The correlation between FE modeling and experimental strength prediction for vertebral metastatic lesions have had mixed results. Using CT-based FE models of individual vertebral bodies with osteolytic lesions from multiple myeloma patients, cases with a vertebral fracture had 21% lower predicted yield force, and 27% lower work to yield compared to vertebrae that did not fracture75. However, the ability to predict actual fracture strength has not been as promising. For FE models of human cadaver spines with experimentally created defects consisting of two motion segments (Figure 4), correlation between model and experiment subjected to axial loading was relatively weak (r2=0.22–0.25)76. Predictive FE models for the spine has also been evaluated using a preclinical rat model with lytic and blastic vertebral lesions created using inoculated breast and prostate cancer cells77. Even with use of microCT imaging, the correlation between axial load bearing from experiments with magnitude of high tissue strain in subject specific models was only moderate (r2 = 0.41). Possible contributors to the poor strength prediction is the modified distribution of load between centrum and posterior elements during vertebral failure, the complex loading of the vertebral body via intervertebral discs, and endplate modeling that did not specifically model a very thin (<1mm) shell of bone. Multi-segment spine models with metastatic lesions are arguably much more complex from a modeling and experimental loading perspective compared to the proximal femur, and further development is necessary to improve the capability as a predictive tool.
Figure 4:

CT scan images of pre-experiment (A) and post axial load to failure (B) CT scans for three vertebral level construct. An experimental lesion was created for the middle vertebral body to simulate a metastatic lesion. White arrows indicate location of endplate fracture. Anterior (C) and lateral (D) views of specimen specific finite element models illustrate localization of failure to the middle vertebrae via plastic deformation (indicated in red/orange/yellow). Reprinted from Groenen et al.76.

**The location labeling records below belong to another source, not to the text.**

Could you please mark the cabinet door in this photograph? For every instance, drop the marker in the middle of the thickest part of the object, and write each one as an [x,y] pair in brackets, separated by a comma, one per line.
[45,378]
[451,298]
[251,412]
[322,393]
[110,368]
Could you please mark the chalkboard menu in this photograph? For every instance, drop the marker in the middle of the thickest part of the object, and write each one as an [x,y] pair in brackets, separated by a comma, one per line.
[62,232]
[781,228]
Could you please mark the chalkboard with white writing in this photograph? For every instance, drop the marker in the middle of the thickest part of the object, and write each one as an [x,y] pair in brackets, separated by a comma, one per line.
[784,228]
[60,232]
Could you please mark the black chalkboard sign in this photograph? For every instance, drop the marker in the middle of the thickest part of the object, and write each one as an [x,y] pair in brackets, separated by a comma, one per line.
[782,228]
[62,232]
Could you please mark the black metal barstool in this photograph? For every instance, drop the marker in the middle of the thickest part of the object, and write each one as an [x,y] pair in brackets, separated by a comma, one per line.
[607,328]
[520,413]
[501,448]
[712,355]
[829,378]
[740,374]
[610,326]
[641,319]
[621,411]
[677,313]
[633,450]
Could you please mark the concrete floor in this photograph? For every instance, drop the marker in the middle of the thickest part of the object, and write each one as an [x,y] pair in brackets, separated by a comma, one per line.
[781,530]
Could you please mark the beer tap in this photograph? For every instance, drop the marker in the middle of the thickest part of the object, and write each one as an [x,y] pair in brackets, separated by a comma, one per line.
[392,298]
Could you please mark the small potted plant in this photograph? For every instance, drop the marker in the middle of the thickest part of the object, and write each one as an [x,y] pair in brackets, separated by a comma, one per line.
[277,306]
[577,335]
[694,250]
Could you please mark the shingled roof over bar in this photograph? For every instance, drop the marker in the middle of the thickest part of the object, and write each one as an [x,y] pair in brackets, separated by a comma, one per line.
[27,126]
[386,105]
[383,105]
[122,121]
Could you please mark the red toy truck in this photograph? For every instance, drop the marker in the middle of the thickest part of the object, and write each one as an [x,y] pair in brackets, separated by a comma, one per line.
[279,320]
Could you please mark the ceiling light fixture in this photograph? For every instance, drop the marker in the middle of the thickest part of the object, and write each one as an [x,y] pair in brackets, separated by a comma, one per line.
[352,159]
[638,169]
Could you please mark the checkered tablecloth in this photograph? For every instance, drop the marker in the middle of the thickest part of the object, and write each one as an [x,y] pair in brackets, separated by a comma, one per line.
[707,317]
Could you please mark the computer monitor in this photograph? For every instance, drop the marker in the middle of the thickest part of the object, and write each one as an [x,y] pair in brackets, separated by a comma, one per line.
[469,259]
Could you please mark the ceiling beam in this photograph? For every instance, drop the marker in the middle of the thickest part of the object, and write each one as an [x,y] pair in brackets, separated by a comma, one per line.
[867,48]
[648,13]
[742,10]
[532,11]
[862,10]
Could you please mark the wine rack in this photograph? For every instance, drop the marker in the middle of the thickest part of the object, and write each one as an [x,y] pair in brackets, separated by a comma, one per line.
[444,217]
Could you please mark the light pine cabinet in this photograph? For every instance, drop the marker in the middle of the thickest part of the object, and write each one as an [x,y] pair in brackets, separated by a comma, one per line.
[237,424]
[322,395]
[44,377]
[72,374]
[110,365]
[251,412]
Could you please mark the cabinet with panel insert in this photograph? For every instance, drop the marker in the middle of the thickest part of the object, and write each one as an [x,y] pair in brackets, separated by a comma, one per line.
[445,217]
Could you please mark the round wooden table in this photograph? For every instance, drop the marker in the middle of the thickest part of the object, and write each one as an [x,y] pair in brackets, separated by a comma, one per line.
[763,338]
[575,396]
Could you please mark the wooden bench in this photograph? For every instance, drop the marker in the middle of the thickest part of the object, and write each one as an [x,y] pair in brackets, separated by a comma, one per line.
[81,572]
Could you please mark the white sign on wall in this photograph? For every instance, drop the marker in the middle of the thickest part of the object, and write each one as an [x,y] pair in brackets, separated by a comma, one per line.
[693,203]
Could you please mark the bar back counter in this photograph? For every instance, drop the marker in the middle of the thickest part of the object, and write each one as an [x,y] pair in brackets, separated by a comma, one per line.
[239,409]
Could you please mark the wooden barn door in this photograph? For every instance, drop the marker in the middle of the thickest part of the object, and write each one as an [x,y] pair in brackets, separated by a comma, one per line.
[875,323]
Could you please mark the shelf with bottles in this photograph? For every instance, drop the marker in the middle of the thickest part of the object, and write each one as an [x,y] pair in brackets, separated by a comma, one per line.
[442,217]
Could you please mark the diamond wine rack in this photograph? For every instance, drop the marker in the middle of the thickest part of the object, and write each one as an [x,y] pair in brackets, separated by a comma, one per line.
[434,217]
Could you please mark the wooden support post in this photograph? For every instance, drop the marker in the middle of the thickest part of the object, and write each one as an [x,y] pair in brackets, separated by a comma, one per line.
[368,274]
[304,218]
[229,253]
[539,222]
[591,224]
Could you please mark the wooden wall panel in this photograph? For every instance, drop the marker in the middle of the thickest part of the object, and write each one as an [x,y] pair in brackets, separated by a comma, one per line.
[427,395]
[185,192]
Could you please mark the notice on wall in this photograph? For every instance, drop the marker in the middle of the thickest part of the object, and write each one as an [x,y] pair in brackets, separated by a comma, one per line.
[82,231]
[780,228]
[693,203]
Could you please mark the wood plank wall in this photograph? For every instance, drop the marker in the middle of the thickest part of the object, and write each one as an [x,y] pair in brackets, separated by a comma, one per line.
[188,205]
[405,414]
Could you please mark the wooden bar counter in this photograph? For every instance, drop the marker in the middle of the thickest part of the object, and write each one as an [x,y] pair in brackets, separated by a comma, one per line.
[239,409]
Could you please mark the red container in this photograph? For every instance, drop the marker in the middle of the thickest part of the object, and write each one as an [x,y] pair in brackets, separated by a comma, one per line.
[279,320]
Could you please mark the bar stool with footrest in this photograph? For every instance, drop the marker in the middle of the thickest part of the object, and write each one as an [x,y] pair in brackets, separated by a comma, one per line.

As an alternative to subject specific modeling of the spine, a biomechanically based regression model of spinal vertebral bulging61 with contributions from tumor volume, bone mineral density, pedicle involvement, disc degeneration, applied load, and loading rate was developed using a parametric FE approach78. When applied to a series of 72 patients with 92 metastatic lesions, the authors found that sensitivity and specificity of 100% could be achieved for predicting fracture61. While promising, this work was retrospective and would need to be assessed in a prospective study to assess clinical utility. Nonetheless, the concept of combining a series of accessible factors that each contribute to vertebral fracture risk is appealing, and could be extended to other regions of the skeleton with metastatic lesions.
One challenge with respect to widespread use and implementation of QCT-FE to predict fracture risk is the effect of different CT imaging system and scanner settings on the calculated fracture load79–82. For example, differences in predicted failure load of proximal cadaver femurs varied by 17% using CT scanners from three different manufacturers82. Note that the same femurs and calibration phantoms were used in all scanners. The choice of reconstruction kernel was found to have a large effect on bone mineral density (BMD) and FE predicted failure load. There are also differences in quantified bone mineral density, depending the amount and type of tissue surrounding the bone of interest. An in vivo study of femoral BMD for women using two different imaging systems, showed that there was a significant effect of body size on inter-scanner differences in BMD measures81.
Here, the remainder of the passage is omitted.